Unit 3: Sampling Distributions

3a. Apply the Central Limit Theorem to approximate sampling distributions

What is the definition of the sampling distribution of a mean?
What is the definition of the Central Limit Theorem?
When can the Central Limit Theorem be applied?

Think again about the difference between sample and population statistics. When you take a sample from a population and measure its sample mean, then take a second sample and measure its mean, and keep going, the set of sample means will have its own distribution. All of these sample means together are called a sampling distribution.

The Central Limit Theorem states that if the original population had a normal distribution, or the sample size is sufficiently large (n=30 as a rule of thumb, but it can be a bit lower if the original population is close to normal), then the sample means themselves will be normally distributed, with a mean $\mu_{\bar{x}}\approx \mu_{x}$ and standard deviation of $\sigma_{\bar{x}}\approx\frac{\sigma_{x}}{\sqrt{n}}$ . We often call this standard deviation the standard error.

The Central Limit Theorem can be applied when the sample size is large (generally greater than 30), or when the underlying distribution is normally distributed.

Review

To review, see:

3b.

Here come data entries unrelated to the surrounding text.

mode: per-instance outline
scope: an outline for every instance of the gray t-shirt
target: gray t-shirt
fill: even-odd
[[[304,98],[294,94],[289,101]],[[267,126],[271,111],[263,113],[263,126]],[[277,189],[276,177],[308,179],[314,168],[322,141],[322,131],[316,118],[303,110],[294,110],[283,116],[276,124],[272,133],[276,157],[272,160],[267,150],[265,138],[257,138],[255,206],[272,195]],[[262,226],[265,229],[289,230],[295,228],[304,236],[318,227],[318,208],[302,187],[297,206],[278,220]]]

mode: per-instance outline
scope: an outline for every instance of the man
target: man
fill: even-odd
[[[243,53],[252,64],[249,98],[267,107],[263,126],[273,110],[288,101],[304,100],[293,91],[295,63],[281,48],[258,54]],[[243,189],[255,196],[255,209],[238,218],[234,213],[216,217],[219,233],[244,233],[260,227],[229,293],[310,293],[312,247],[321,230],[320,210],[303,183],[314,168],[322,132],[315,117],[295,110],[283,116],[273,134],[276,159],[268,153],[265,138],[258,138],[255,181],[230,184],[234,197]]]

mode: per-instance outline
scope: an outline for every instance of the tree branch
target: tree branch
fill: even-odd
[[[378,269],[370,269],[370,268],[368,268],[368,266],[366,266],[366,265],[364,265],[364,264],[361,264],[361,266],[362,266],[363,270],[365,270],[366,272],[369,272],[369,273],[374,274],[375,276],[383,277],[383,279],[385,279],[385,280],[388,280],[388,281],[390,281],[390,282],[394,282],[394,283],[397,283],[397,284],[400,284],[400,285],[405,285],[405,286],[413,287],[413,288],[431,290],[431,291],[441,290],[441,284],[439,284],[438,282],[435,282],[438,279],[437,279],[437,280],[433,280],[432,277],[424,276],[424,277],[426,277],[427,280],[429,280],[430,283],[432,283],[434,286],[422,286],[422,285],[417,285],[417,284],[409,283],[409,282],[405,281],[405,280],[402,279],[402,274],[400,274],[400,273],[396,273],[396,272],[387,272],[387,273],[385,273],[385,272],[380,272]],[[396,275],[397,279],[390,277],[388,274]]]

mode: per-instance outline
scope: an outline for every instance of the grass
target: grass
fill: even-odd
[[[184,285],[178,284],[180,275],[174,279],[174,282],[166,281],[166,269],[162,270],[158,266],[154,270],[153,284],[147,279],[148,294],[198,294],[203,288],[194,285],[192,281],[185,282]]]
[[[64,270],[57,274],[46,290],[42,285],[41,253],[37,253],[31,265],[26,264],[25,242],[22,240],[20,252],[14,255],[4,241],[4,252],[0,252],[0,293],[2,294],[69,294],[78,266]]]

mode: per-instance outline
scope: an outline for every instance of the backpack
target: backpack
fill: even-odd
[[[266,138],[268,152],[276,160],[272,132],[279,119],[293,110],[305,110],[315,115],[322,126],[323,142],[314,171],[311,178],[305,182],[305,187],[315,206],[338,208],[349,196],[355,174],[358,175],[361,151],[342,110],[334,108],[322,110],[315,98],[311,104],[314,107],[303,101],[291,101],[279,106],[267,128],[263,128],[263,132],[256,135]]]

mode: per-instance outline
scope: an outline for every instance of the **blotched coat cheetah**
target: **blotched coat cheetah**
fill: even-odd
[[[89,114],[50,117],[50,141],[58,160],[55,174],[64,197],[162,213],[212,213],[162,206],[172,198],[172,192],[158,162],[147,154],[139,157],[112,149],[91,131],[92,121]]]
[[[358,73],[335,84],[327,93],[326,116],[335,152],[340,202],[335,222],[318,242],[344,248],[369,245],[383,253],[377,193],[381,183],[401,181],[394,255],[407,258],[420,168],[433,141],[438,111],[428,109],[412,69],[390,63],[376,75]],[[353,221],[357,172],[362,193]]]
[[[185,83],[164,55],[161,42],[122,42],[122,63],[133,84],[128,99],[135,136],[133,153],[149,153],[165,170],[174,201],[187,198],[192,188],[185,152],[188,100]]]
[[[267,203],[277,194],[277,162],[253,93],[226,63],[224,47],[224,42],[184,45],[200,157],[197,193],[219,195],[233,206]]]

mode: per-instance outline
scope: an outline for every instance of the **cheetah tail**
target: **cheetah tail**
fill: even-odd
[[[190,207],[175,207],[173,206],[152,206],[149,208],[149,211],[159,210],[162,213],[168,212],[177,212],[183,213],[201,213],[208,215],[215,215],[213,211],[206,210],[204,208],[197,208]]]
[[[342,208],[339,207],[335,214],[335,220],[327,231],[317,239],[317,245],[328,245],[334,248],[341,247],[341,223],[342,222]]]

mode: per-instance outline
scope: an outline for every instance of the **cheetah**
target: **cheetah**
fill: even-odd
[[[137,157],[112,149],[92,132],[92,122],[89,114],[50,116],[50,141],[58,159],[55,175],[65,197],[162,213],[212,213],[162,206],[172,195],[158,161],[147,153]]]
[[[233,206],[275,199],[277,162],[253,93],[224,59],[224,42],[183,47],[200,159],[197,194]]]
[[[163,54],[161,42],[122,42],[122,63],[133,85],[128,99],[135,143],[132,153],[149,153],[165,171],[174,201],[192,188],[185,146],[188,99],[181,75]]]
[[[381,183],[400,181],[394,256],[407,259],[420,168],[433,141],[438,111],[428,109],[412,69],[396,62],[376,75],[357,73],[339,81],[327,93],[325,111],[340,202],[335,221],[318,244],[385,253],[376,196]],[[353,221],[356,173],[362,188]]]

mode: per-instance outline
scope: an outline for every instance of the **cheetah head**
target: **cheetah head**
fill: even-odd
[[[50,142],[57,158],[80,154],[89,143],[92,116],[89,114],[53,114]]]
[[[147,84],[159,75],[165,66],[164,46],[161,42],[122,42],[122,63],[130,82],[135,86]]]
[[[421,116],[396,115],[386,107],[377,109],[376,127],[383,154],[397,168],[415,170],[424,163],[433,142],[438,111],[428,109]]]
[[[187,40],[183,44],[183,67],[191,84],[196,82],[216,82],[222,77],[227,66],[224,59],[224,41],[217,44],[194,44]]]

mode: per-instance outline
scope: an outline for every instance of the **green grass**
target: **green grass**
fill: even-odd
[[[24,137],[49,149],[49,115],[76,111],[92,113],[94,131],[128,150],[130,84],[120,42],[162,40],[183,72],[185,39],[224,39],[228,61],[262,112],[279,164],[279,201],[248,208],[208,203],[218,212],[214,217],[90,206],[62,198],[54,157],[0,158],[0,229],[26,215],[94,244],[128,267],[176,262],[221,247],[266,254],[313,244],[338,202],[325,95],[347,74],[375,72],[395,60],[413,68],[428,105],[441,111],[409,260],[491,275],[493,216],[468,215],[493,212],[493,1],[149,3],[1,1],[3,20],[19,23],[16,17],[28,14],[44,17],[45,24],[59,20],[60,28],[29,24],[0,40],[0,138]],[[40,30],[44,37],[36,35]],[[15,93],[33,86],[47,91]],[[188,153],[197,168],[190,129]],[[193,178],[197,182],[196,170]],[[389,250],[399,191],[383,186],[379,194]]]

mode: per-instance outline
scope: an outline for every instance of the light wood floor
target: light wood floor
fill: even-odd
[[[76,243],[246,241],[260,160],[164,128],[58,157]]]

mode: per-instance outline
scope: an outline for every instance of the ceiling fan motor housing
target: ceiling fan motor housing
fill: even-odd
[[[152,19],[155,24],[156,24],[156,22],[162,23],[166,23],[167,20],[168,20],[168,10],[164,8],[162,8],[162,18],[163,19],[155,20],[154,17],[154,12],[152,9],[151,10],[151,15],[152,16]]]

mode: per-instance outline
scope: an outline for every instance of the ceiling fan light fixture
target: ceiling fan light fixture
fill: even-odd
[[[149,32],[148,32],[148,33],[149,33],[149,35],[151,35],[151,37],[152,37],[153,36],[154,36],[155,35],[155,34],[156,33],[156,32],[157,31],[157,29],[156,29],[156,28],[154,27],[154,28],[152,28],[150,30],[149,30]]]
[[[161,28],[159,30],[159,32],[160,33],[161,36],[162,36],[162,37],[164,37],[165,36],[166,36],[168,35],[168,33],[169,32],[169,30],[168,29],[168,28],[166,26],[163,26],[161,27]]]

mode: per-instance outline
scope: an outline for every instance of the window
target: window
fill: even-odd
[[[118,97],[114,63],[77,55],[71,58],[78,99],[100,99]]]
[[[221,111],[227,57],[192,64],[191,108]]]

Describe the role of sampling distributions in inferential statistics

How does finding probabilities differ for a normal random variable versus the sampling distribution?
What is the standard error of the mean?

There is a subtle difference between the probabilities we are finding now and those we were seeing at the end of Unit 2. When we learned about probabilities from normal distributions, we solved problems such as: if the population has a mean and standard deviation of 10 and 2, respectively, find the probability that a random variable will have a value between 11 and 14.

The difference here is subtle but important: if the population has a mean and standard deviation of 10 and 2, respectively, find the probability that the mean of a sample of 10 taken from this population will be between 11 and 14.

Another way to think of this is that earlier, you were working with a sample size of n=1, so the above equation for standard error is the same as the population standard deviation since you are dividing by one. So you still find the z-score, but rather than divide by σ, you must divide by (σ/n). The rest of the process is the same: taking those z-scores and using the tables or technology to find the appropriate areas under the curve.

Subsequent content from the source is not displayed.